Content is king. So lautet ein altes Bonmot im Netz. Daran wird sich zwar schon schnell nichts ändern, zu dem alten Regenten könnte sich aber schon bald ein zweiter König gesellen, mindestens aber ein Joker: der Autor eines Artikels. Schon seit einiger Zeit ist es möglich, mit dem HTML-Code “rel=author” beispielsweise Google mitzuteilen, wer der einen Artikel verfasst hat und dessen Manuskripte dann auch gleich mit dessen Online-Profil zu verknüpfen. Gerade mit Blick auf Googles wachsendes Netzwerk Google+ wird dieses Feature zunehmend interessanter – denn solche Verlinkungen könnten sich bald deutlich stärker auf Suchergebnisse auswirken. Oder anders formuliert: Wer viel im Netz publiziert – egal wo – könnte dann bald genauso bedeutend sein, wie die Website, auf der der Artikel erscheint. Eine Art Google-Juice und SEO für Autoren eben.

Oder wie Alexander Haller kürzlich spekuliert hat:

Vermutlich liegt es im Interesse von Google die Redaktion und die Webseite selbst voneinander zu trennen. Somit könnte ein etablierter Google+ Autor, der bislang für ein bekannteres Online-Magazin als Redakteur tätig war und ab jetzt Artikel für eine noch kleinere Webseite veröffentlicht, die neue Webseite mit seinem Author-Rank stärken und somit die Reichweite dieser [kleinen Seite] erhöhen. Durch die Einführung des Author-Ranks erschließt sich für Journalisten ein komplett neuer Markt: Man kann sich relativ einfach als professioneller Schreiber outen. Zielstrebige Redakteure werden vermehrt Interesse aufbringen um ihre Artikel gut in den Google Suchergebnisse zu positionieren.

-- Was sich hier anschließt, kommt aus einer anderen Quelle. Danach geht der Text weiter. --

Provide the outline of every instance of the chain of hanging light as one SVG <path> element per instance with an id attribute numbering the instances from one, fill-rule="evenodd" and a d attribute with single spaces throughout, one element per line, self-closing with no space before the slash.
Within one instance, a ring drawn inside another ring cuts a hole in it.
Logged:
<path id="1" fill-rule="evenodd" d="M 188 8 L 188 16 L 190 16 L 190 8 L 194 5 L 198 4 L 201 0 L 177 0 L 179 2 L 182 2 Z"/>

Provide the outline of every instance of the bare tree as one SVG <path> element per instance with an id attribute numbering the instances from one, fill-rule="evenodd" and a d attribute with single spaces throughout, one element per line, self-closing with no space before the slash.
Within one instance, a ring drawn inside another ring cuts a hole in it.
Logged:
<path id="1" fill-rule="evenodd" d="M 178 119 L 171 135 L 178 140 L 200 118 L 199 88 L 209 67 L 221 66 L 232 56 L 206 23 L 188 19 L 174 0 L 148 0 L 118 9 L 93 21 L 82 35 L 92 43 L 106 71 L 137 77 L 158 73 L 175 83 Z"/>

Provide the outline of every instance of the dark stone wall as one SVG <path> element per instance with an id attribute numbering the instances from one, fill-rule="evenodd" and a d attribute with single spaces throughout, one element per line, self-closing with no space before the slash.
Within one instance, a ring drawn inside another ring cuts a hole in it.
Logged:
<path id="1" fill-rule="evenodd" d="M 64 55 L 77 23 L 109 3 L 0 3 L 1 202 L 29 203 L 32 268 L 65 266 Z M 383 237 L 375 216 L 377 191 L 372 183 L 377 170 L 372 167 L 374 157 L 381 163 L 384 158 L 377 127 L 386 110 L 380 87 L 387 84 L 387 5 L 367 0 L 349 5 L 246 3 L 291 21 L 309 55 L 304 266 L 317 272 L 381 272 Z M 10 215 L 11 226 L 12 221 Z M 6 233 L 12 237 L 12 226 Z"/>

Je besser der Author-Rank ist, desto besser können die eigenen Artikel verkauft werden, oder desto mehr kann ein Journalist bei der Bewerbung für einen neuen Job punkten.

Natürlich ist der Author-Rank nicht nur für Medienprofis interessant. Es gibt noch weitere Optionen, diesen zu nutzen, wie sie etwa bei Diesunddas beschrieben wurden:

Um als Autor besser in den Suchergebnissen von Google platziert zu werden, bieten sich Gastartikel auf relevanten und etablierten Webseiten/Blogs an. Hierbei profitiert der Autor und zusätzlich auch der Webseitenbetreiber, da seine Webseite mit gutem neuen Content aufgewertet wird und die Webseite zusätzlich von der Autoren Autorität profitiert. Anstelle (oder zusätzlich) eines Backlinks zur eigenen Webseite, würde mann dann einfach mit einem Link auf sein Autoren-Profil verweisen. Der Autorenrang kann zusätzlich durch Google+ Networking gefördert werden. Dazu baut man sich ein Netzwerk aus bekannten Autoren auf und verknüpft/bewertet deren Artikel.

Damit könnte freilich auch das bisher übliche Spiel um Backlinks und Adlinks an Bedeutung verlieren – insbesondere falls sich der neue Zweitkönig im Suchalgorithmus von Google & co. zum heimlichen Kaiser aufschwingt.